Deux déclarations de Jésus dans l’Évangile selon Matthieu (5:17-18 et 24:35) situées respectivement au début  et vers la fin de son ministère terrestre, attestent de cette convergence de l’Écriture (tota et una) vers sa personne ainsi que du caractère indélébile de ses paroles à la portée et l’autorité non seulement diachroniques (à travers toutes les époques historiques) mais aussi métachroniques (au-delà même de la dimension temporelle):

Ne pensez pas que je sois venu abolir la loi ou les prophètes.  Je suis venu non pour abolir, mais pour accomplir.  En vérité je vous le dis, jusqu’à ce que le ciel et la terre passent, pas un seul iota, pas un seul trait de lettre de la loi ne passera, jusqu’à ce que tout soit arrivé  (Matt. 5:17-18).

Le ciel et la terre passeront, mais mes paroles ne passeront pas (Matt. 24:35; cf aussi Marc 13:31 et Luc 21:33).

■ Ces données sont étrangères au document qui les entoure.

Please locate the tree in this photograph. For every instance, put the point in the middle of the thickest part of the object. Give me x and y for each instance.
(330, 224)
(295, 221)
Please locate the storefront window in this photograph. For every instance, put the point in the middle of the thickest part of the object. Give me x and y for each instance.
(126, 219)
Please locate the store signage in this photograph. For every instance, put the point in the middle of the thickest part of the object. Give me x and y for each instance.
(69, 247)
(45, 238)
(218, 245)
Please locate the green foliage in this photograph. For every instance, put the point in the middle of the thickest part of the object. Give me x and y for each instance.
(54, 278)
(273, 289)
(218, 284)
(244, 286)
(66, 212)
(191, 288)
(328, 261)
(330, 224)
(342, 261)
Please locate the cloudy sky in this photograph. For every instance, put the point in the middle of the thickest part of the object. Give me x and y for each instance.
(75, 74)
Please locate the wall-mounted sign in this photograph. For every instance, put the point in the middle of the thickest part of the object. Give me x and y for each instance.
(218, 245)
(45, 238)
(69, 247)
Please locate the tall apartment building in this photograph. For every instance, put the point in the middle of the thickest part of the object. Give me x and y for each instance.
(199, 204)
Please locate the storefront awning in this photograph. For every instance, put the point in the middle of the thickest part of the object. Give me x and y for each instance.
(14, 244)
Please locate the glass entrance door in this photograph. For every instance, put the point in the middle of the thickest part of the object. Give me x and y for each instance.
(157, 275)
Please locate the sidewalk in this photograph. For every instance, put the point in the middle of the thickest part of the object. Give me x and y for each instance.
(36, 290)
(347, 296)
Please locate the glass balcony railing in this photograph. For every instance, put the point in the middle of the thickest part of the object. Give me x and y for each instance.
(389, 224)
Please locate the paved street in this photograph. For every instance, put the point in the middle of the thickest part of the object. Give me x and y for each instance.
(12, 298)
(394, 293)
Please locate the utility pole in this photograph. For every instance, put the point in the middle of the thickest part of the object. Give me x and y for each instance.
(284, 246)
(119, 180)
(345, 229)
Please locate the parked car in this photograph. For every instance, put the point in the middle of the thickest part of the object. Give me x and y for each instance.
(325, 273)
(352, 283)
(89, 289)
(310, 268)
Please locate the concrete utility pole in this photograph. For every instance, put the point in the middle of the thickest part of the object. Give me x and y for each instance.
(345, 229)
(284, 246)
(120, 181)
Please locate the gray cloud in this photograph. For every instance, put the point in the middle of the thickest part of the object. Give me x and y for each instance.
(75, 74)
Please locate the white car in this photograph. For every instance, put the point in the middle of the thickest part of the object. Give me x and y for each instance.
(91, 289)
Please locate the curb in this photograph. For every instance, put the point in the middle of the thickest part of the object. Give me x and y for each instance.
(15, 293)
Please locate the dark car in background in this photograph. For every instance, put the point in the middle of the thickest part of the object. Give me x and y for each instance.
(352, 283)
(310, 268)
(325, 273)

A la lumière de ces déclarations, l’actualité de la Loi, accomplie et non abolie, prend tout son relief.  Contre toute forme d’antinomisme (attitude foncièrement opposée à la notion de loi divine et de son caractère normatif pour la vie humaine) l’apôtre Paul reconnaît dans un passage crucial de l’épître aux Romains que c’est lui qui est charnel, alors que la Loi, elle, est spirituelle (Rom. 7:14); que si ce qu’il ne veut pas commettre, il le fait pourtant, il déclare, en accord avec la Loi, qu’elle est bonne (7:16) ; que s’il a été séduit par le péché à transgresser le commandement de vie qui lui était présenté, ce même commandement est devenu pour lui cause de jugement et de mort (7:10-11); qu’en fin de compte la loi est sainte, et le commandement saint, juste et bon (7:12).  Ce n’est donc pas la Loi qui est à blâmer ou à abolir pour cet état de fait, c’est bien le péché qui lui colle à la peau et réside dans ses membres comme une autre loi: loi de péché s’opposant à la Loi spirituelle (comprendre ici la Loi conforme à l’Esprit de Dieu) à laquelle il prend pourtant plaisir en son for intérieur par son intelligence spirituelle (7:22).   Cette lutte sans merci qui se livre en lui-même devient source d’un véritable déchirement, qu’il exprime par un cri de détresse suivi immédiatement d’un cri de reconnaissance lorsque la délivrance en la personne et par l’œuvre du Christ est en vue : Malheureux que je suis ! Qui me délivrera de ce corps de mort ?  Grâces soient rendues à Dieu par Jésus-Christ notre Seigneur ! (7:25)  C’est du reste sur ce cri de reconnaissance que s’ouvre le chapitre 8 de l’épître aux Romains avec son affirmation libératrice: Il n’y a donc maintenant aucune condamnation pour ceux qui sont en Christ-Jésus.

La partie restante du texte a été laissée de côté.